Microbial Enzyme Impact on Postprandial Nutrient Levels and Gastrointestinal Symptoms in Healthy Adults (BIO-3003)

Digestive enzymes of the human stomach, pancreas, and small intestine, are proteins that help facilitate the breakdown of dietary macronutrients for adequate nutrient supply across tissues and organs. Protease enzymes hydrolyze dietary proteins and release the amino acid building blocks of human proteins. Lipase enzymes hydrolyze dietary fats and release monoglycerides and fatty acids which can be absorbed by enterocytes and distributed across tissues and organs for energy, immune support, and structural support. Some carbohydrase enzymes, such as a combination of amylase and glucoamylase, hydrolyze carbohydrates and release monosaccharides that fuel the grand majority of metabolism within cells of most individuals on a diet that includes carbohydrates.

Digestive function and digestive enzyme output have been shown to decline in several clinical observational studies of younger and older adults, suggesting the potential value of oral, supplemental enzymes in older adults. Supplemental enzyme preparations manufactured by fermentation of non-genetically engineered, microbial source organisms, e.g., Aspergillus spp., have been on the market for decades to support digestive health and gastrointestinal tolerance. However, clinical data in older adult subjects is lacking.

BIO-CAT's proprietary mixture of 6 microbial enzymes ("BC-006") has previously been shown in in vitro gastrointestinal simulations to promote dietary protein, fat, and carbohydrate break down better than control conditions with endogenous enzymes alone (unpublished data). BC-006 comprises a mixture of proteases, lipase, amylase, and glucoamylase. The primary objective of this clinical study is to investigate the effect of BC-006 supplementation on postprandial nutrient levels in healthy, middle-aged to older adults during a mixed meal tolerance test. Abdominal bloating, flatulence, bowel function, and sleep quality will also be measured across 3 weeks of twice daily supplementation.

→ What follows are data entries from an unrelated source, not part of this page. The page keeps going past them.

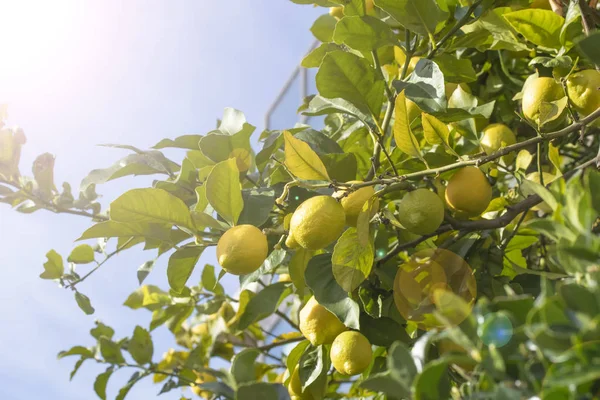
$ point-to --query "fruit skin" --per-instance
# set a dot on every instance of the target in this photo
(203, 378)
(318, 324)
(496, 136)
(317, 222)
(242, 249)
(354, 201)
(468, 192)
(351, 353)
(337, 12)
(295, 388)
(583, 88)
(537, 91)
(421, 211)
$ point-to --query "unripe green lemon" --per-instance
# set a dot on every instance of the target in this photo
(295, 388)
(354, 202)
(584, 91)
(351, 353)
(468, 192)
(318, 324)
(496, 136)
(317, 222)
(421, 211)
(242, 249)
(537, 91)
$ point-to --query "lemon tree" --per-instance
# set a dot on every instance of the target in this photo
(435, 238)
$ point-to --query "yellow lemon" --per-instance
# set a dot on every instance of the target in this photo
(354, 201)
(295, 388)
(242, 249)
(537, 91)
(351, 353)
(584, 91)
(318, 324)
(317, 222)
(203, 378)
(421, 211)
(468, 192)
(337, 12)
(496, 136)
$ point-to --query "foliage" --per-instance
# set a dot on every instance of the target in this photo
(527, 327)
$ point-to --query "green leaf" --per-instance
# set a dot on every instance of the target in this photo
(101, 382)
(84, 303)
(363, 33)
(588, 47)
(263, 304)
(181, 265)
(433, 382)
(405, 139)
(302, 161)
(224, 191)
(352, 261)
(323, 28)
(140, 346)
(54, 267)
(319, 278)
(82, 254)
(110, 351)
(258, 203)
(456, 70)
(243, 366)
(349, 77)
(541, 27)
(151, 206)
(419, 16)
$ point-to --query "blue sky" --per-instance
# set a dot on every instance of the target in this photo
(76, 74)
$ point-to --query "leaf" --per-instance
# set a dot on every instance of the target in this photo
(82, 254)
(101, 382)
(110, 351)
(352, 262)
(319, 278)
(302, 161)
(323, 28)
(425, 87)
(54, 267)
(405, 139)
(419, 16)
(181, 265)
(243, 366)
(84, 303)
(258, 203)
(151, 206)
(223, 190)
(140, 346)
(349, 77)
(363, 33)
(263, 304)
(541, 27)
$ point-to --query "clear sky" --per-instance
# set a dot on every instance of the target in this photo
(79, 73)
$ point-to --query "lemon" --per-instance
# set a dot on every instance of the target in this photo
(203, 378)
(584, 91)
(337, 12)
(317, 222)
(537, 91)
(242, 249)
(351, 353)
(318, 324)
(354, 201)
(496, 136)
(295, 388)
(468, 192)
(421, 212)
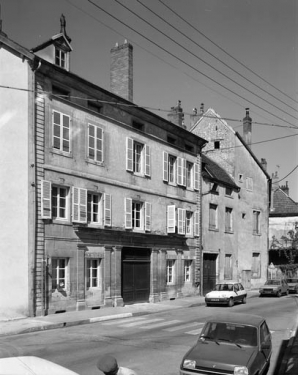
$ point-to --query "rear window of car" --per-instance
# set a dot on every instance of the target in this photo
(229, 332)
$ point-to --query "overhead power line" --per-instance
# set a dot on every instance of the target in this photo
(184, 62)
(228, 54)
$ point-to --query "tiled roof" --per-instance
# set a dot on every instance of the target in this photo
(283, 205)
(216, 172)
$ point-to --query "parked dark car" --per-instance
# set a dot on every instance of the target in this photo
(234, 344)
(274, 287)
(293, 285)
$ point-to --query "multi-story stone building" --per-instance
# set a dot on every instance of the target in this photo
(234, 216)
(100, 199)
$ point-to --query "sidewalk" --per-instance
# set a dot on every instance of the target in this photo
(67, 319)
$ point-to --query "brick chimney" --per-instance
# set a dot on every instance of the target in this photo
(285, 188)
(195, 116)
(247, 128)
(121, 73)
(176, 115)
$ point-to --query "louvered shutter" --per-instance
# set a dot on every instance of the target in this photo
(46, 199)
(197, 224)
(107, 210)
(79, 205)
(128, 213)
(196, 176)
(165, 166)
(171, 219)
(181, 220)
(147, 161)
(147, 216)
(129, 154)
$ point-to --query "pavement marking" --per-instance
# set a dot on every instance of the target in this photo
(161, 324)
(183, 326)
(119, 321)
(134, 324)
(194, 332)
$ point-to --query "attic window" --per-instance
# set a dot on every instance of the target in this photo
(138, 125)
(94, 106)
(60, 58)
(217, 145)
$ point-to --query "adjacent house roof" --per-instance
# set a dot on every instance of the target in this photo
(217, 173)
(283, 205)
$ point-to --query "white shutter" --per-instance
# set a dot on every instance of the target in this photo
(147, 161)
(197, 224)
(79, 205)
(179, 171)
(107, 210)
(46, 199)
(171, 219)
(165, 166)
(196, 176)
(147, 216)
(129, 154)
(181, 220)
(128, 213)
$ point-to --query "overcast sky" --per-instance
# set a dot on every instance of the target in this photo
(188, 62)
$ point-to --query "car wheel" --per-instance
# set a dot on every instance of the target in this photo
(231, 302)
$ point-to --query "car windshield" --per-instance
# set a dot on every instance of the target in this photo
(292, 280)
(228, 332)
(272, 282)
(223, 287)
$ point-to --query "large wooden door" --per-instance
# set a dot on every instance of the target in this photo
(209, 272)
(135, 275)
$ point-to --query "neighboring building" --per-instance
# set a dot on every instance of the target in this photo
(100, 199)
(235, 235)
(283, 230)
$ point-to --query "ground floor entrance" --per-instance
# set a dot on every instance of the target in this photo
(135, 275)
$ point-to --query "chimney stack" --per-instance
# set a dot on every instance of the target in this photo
(121, 73)
(247, 128)
(177, 116)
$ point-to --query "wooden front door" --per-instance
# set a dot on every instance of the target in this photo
(135, 275)
(209, 272)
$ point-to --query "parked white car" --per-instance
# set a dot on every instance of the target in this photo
(226, 293)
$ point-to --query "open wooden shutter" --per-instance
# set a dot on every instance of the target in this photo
(171, 219)
(107, 210)
(79, 205)
(129, 154)
(147, 216)
(46, 199)
(165, 166)
(128, 213)
(147, 161)
(181, 220)
(197, 224)
(196, 176)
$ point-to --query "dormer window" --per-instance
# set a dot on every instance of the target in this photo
(60, 58)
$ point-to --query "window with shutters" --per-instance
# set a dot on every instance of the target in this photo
(228, 219)
(213, 224)
(137, 157)
(60, 203)
(59, 274)
(187, 270)
(93, 273)
(61, 132)
(170, 271)
(95, 143)
(137, 215)
(256, 222)
(228, 270)
(256, 266)
(94, 208)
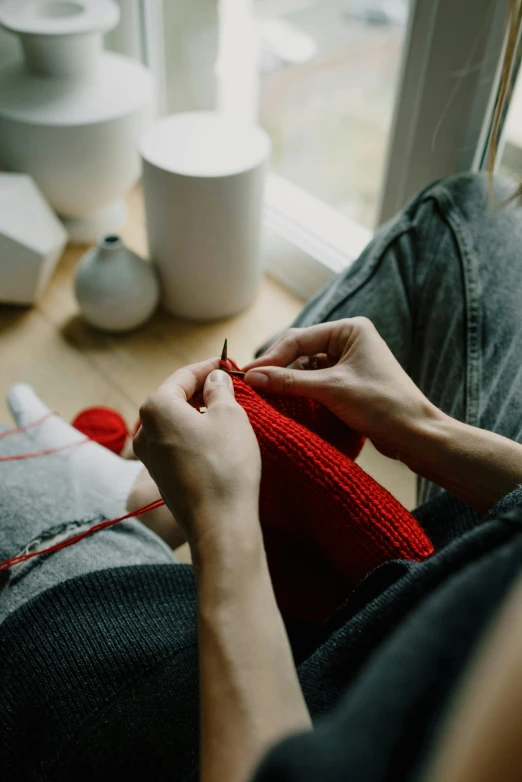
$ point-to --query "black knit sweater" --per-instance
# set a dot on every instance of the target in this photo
(98, 676)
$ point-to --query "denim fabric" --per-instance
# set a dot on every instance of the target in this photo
(442, 283)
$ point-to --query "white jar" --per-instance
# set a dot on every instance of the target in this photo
(203, 180)
(71, 114)
(116, 290)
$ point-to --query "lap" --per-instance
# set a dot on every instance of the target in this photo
(43, 498)
(441, 281)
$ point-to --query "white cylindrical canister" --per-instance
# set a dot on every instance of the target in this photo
(203, 179)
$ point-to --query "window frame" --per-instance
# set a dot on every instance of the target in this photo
(443, 108)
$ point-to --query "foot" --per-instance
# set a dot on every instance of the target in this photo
(106, 475)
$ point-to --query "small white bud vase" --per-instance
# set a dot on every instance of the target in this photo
(116, 290)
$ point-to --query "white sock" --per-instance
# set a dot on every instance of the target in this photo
(104, 474)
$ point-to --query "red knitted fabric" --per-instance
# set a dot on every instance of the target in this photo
(326, 523)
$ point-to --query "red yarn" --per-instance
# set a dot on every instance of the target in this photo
(43, 452)
(104, 426)
(9, 563)
(326, 523)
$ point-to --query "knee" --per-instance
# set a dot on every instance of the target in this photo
(474, 196)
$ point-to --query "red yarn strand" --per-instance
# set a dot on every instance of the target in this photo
(25, 428)
(44, 452)
(9, 563)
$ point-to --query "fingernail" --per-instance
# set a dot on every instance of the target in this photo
(256, 379)
(218, 377)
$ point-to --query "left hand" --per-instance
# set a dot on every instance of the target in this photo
(206, 466)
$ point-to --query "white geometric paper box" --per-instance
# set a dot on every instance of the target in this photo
(32, 240)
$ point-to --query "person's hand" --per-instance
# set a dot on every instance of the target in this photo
(358, 379)
(207, 466)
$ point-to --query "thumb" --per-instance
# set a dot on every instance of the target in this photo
(291, 382)
(218, 389)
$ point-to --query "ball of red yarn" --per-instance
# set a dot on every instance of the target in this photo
(103, 425)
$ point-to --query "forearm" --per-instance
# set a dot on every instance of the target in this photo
(250, 694)
(477, 466)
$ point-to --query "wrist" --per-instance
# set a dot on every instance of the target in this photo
(425, 438)
(226, 538)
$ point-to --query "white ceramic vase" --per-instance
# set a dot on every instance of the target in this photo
(70, 113)
(116, 290)
(203, 179)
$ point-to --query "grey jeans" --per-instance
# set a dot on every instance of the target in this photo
(442, 283)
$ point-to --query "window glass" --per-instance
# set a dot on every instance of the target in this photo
(328, 77)
(510, 164)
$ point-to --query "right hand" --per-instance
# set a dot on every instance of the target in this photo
(360, 381)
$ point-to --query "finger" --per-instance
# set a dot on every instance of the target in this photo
(296, 343)
(218, 390)
(317, 361)
(185, 382)
(139, 445)
(291, 382)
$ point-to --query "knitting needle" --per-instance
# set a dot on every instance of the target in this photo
(224, 357)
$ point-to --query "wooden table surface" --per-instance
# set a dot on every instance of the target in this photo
(73, 366)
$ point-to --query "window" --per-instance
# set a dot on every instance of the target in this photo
(328, 76)
(366, 101)
(510, 158)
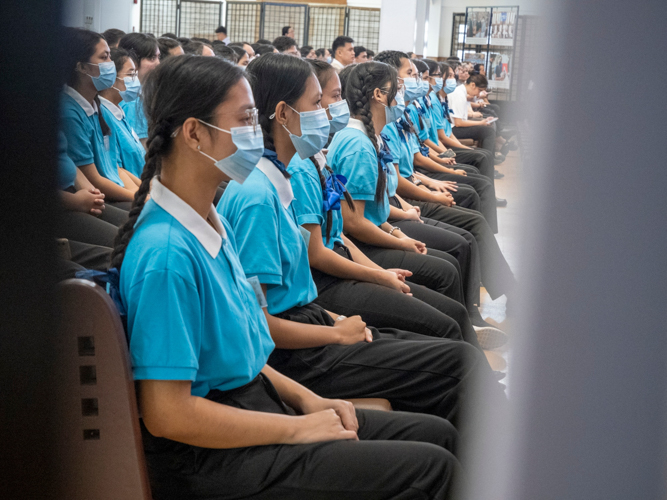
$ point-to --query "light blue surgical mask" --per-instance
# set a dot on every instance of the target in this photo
(107, 75)
(132, 89)
(314, 132)
(412, 89)
(395, 113)
(340, 116)
(249, 143)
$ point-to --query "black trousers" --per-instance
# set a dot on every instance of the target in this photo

This study will be a randomized, placebo-controlled, crossover design trial consisting of a preliminary virtual screen and 4 study visits (Visits 1-4). During the preliminary virtual screening, subjects will provide voluntary informed consent, subjects will undergo medical history, prior and current medication/supplement use assessments, as well as inclusion and exclusion criteria assessments. At Visit 1, subjects will arrive at the clinic in a fasting state. Height, body weight, and vital signs will be measured and BMI will be calculated from a dual-energy X-ray absorptiometry (DEXA) scan. A blood sample will be collected for rapid fasting blood glucose analysis. Upon assessment of all eligibility criteria, subjects may be enrolled and randomized to BC-006 or placebo arms. Subjects will be dispensed their assigned study product and will be instructed to consume it twice daily (2 capsules/day) with their largest meals for 21 days. Subjects will be dispensed a paper Bowel Function and Gastrointestinal Tolerance Factors Questionnaire (BF-GITFQ) to be completed daily. The BF-GITFQ contains a series of questions regarding bowel function and the presence and severity of GI symptoms occurring during the past 24 hours. Subjects will also be dispensed a paper Gastrointestinal Tolerance Questionnaire (GITQ) which contains a series of questions regarding GI symptoms occurring during the past 7 days. To assess sleep quality, subjects will be dispensed a paper Single-Item Sleep Quality Scale (SI-SQS) to be completed weekly, leading up to Visit 2.

At Visit 2, subjects will arrive at the clinic fasted and undergo clinic visit procedures (concomitant medication/supplement use, assess inclusion/exclusion criteria, body weight and vital signs measurements), and adverse event (AE) assessment. Subjects will undergo a mixed meal tolerance test (MMTT). The MMTT includes antecubital vein placement, baseline blood sample collection, provision of a standardized test meal with BC-006 or placebo, and blood sampling thereafter for 5 hours. Blood samples will be collected for analysis of free amino acids, free fatty acids, glucose, iron, and insulin. An electronic Appetite Questionnaire will also be conducted hourly during the MMTT.

Following an at least 7 day washout, subjects will return to the clinic at Visit 3 and undergo clinic visit procedures and AE assessment. Subjects will be dispensed the second study product, with instructions and questionnaires similar to the first 21 day phase of the trial. At Visit 4, subjects will arrive at the clinic fasted and undergo clinic visit procedures and AE assessment. Subjects will undergo a second MMTT with the second study product, otherwise identical to the MMTT at Visit 2.